Even though you might promise yourself that you will keep junk food out of the house, it can be really tough to do. Also, even if you try your hardest to avoid temptation and manage food triggers, you simply can’t always avoid cravings, and that can all make your weight loss journey so much harder than it needs to be. You might end up swearing off certain unhealthy treats, only to find yourself giving in to those cravings and binging later on. Not good!
According to Piedmont, common trigger foods are those that are high in unhealthy fat, salt, and sugar. They are terrible for your health, but they taste amazing, so the temptation is strong. Thankfully, there are several ways that you can work on taking control to manage food triggers, and one of them is exposure therapy. Check out the information below to learn what it’s all about.
The Basics of Exposure Therapy to Manage Food Triggers
To be able to manage your weight for the long run, it’s better to give yourself repeated exposure to the foods that trigger your cravings. This is more effective than eliminating them abruptly. Over time, with this method, you can become comfortable with the fact that the triggering foods are in your environment, and you won’t feel the need to give in to the cravings.
How to Implement Exposure Therapy to Manage Food Triggers
How does exposure therapy work? You continually expose yourself to the food trigger, but you do so in increasing degrees. You work on this until you can fully encounter a trigger food without giving in.
Here’s how to get started:
- Write down a list of foods that trigger your cravings, and write down the places where you often encounter these foods.
- Rank your triggers by the degree of their severity, and rank the environments by their severity as well.
Writing this information down can help you come up with ideas of how to implement exposure therapy to maintain control over your cravings.
As an example, you might be tempted to eat a lot of fried potato chips at work, but you want to stop.
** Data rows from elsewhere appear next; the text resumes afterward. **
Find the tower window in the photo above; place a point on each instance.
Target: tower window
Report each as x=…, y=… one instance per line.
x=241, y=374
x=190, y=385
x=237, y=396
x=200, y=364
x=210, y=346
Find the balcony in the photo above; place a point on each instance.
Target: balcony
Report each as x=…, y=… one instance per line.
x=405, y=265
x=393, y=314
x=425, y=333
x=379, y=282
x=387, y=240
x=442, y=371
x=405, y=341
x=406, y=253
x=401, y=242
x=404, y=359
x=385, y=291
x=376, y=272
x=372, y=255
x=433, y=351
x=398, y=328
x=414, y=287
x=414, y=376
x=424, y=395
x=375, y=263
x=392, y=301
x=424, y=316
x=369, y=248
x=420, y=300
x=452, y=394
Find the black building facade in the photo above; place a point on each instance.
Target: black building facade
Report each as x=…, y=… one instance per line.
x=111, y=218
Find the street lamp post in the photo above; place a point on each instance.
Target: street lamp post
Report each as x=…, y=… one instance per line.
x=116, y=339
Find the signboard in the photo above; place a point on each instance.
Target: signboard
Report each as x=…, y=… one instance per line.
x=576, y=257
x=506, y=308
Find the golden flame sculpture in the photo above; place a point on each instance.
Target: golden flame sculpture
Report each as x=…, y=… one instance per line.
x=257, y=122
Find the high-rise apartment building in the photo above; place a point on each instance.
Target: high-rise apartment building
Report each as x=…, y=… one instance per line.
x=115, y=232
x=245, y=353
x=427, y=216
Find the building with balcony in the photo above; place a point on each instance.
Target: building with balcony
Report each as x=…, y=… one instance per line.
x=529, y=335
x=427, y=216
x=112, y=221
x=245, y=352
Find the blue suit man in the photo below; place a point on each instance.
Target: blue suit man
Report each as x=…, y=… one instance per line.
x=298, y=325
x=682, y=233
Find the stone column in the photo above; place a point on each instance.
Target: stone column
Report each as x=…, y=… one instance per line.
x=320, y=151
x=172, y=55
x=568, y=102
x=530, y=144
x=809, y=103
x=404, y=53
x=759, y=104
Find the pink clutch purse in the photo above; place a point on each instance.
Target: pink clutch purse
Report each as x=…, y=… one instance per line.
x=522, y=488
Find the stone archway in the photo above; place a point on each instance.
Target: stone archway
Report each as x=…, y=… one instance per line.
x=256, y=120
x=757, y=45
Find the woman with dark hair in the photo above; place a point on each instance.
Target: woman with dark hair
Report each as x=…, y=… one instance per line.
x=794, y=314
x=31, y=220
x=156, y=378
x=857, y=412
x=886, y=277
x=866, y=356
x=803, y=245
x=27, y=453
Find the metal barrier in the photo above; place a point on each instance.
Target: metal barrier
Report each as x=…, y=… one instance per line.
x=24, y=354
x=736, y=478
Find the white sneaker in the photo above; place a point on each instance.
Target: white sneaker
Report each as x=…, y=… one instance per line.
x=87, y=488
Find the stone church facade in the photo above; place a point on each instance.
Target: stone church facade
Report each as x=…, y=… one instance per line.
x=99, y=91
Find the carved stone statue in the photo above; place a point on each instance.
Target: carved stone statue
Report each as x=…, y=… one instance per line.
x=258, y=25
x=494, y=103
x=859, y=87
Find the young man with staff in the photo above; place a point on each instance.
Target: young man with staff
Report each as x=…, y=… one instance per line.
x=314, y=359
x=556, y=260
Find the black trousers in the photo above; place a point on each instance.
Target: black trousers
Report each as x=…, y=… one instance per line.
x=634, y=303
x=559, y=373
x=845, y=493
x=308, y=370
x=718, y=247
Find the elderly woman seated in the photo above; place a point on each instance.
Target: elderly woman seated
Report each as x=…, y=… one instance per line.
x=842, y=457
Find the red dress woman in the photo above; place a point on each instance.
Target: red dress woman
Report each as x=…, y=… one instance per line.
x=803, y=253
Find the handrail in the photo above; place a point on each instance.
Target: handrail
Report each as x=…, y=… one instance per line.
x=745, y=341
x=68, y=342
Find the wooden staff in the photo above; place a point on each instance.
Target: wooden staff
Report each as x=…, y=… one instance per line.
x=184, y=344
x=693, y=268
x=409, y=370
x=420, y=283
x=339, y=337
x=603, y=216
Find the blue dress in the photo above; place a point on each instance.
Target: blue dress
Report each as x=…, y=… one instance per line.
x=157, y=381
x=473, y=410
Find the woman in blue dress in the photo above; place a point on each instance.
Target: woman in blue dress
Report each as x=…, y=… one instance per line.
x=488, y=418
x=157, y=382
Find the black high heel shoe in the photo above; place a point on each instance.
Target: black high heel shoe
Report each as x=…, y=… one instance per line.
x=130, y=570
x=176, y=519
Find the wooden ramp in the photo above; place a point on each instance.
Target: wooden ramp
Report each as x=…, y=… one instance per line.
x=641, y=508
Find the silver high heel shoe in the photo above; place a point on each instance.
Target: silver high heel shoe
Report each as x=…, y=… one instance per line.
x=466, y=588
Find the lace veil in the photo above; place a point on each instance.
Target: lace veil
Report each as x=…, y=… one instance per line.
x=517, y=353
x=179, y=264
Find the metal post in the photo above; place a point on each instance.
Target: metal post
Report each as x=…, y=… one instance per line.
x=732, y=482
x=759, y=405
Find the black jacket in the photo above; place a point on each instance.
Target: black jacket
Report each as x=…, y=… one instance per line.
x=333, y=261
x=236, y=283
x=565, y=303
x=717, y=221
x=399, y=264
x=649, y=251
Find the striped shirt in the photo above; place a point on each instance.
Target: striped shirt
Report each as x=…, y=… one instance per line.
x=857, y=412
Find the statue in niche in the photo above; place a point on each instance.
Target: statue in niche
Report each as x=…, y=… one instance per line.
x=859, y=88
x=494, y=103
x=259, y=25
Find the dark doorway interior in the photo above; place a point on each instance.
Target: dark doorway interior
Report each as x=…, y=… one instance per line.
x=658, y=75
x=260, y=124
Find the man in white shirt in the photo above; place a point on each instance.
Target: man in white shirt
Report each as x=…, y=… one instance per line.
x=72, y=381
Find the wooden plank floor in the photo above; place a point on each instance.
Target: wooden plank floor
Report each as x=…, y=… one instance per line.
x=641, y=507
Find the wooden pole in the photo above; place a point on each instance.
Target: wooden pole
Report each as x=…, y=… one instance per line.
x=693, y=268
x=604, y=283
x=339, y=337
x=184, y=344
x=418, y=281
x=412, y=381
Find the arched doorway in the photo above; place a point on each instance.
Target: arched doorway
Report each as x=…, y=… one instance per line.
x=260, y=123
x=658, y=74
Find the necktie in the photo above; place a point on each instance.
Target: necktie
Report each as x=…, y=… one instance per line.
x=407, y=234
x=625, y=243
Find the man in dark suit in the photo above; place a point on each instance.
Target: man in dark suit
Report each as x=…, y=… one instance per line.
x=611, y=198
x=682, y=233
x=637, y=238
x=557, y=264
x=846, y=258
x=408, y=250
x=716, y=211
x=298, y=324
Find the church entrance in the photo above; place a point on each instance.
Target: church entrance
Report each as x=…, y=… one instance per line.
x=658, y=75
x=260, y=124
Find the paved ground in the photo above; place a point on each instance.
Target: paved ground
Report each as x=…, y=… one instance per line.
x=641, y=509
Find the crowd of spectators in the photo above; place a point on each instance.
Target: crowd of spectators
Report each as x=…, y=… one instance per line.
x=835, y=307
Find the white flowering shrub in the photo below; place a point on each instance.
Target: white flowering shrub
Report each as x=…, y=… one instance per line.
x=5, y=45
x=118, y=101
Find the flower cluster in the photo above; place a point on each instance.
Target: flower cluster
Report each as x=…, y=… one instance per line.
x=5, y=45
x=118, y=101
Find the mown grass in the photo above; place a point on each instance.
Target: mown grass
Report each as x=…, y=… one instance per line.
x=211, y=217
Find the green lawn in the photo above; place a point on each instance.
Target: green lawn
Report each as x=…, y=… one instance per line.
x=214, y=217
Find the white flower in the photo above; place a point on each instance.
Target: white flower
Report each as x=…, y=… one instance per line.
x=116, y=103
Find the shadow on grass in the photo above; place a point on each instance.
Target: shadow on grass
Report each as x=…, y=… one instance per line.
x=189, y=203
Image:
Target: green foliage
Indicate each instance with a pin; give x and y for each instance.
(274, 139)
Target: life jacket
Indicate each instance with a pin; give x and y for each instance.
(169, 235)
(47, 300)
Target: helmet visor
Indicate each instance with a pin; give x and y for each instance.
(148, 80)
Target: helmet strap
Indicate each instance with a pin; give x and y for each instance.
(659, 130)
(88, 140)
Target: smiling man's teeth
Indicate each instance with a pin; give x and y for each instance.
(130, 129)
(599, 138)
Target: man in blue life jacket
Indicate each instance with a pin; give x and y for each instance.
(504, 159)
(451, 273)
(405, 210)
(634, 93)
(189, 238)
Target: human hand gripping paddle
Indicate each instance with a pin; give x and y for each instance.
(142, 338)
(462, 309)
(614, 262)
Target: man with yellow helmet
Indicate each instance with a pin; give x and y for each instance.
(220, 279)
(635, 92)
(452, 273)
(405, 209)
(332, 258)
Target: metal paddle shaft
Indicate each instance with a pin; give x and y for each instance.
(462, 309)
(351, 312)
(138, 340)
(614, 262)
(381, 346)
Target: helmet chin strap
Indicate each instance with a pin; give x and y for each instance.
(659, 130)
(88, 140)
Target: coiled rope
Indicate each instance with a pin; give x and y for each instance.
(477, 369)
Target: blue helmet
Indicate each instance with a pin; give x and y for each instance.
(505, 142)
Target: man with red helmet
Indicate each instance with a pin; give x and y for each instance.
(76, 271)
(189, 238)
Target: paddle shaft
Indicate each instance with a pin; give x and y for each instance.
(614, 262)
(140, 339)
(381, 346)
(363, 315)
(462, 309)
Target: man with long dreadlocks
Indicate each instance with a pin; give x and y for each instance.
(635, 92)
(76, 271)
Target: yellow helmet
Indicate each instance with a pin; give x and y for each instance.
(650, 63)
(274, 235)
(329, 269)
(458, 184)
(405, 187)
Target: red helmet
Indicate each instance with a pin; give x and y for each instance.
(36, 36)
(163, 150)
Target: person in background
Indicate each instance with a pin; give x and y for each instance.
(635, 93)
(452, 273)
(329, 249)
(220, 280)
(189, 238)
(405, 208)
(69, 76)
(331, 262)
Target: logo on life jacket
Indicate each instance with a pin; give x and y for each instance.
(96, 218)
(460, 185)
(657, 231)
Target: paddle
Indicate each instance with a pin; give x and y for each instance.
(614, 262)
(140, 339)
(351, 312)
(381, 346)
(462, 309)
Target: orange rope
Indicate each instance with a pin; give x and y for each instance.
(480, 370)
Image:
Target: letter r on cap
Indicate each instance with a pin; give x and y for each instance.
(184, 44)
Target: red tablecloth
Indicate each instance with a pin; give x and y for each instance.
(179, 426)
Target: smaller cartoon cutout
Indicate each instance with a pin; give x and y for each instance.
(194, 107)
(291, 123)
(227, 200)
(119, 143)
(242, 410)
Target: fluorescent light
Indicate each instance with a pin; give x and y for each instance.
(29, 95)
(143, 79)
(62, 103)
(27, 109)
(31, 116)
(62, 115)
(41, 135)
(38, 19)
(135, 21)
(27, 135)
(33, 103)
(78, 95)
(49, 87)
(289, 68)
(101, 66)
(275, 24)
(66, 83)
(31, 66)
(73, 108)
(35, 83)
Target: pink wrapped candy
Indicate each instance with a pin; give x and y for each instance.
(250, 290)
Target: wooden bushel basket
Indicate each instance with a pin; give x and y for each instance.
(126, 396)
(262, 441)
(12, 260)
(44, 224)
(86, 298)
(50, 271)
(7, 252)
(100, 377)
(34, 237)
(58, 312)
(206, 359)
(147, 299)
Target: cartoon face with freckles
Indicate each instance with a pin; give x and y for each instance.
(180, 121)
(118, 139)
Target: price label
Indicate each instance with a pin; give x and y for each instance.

So, when your coworkers are eating them as a snack, you can make sure to be near them, but don’t have any.
It’s a good idea to talk yourself through this. Ask yourself whether the logical or emotional side of you is craving the food. Are you only craving the flavor? If you don’t have the food, you’ll be perfectly fine, right? After a bit of time, move to a different area to remove yourself from the trigger. Then, repeat this over time, remaining consistent. Before long, you won’t need to leave the area.
As you tackle one craving and one environment, you can move on to the next. Start with the easiest and work your way to the hardest.
Stay Positive to Manage Food Triggers!
With the right effort and strategy, before you know it, you will be able to be near trigger foods without giving in. And, if you fail along the way, that’s okay! Just jot down why you gave in, and then keep up with this type of therapy. It will all be worth the time and effort that you put into it!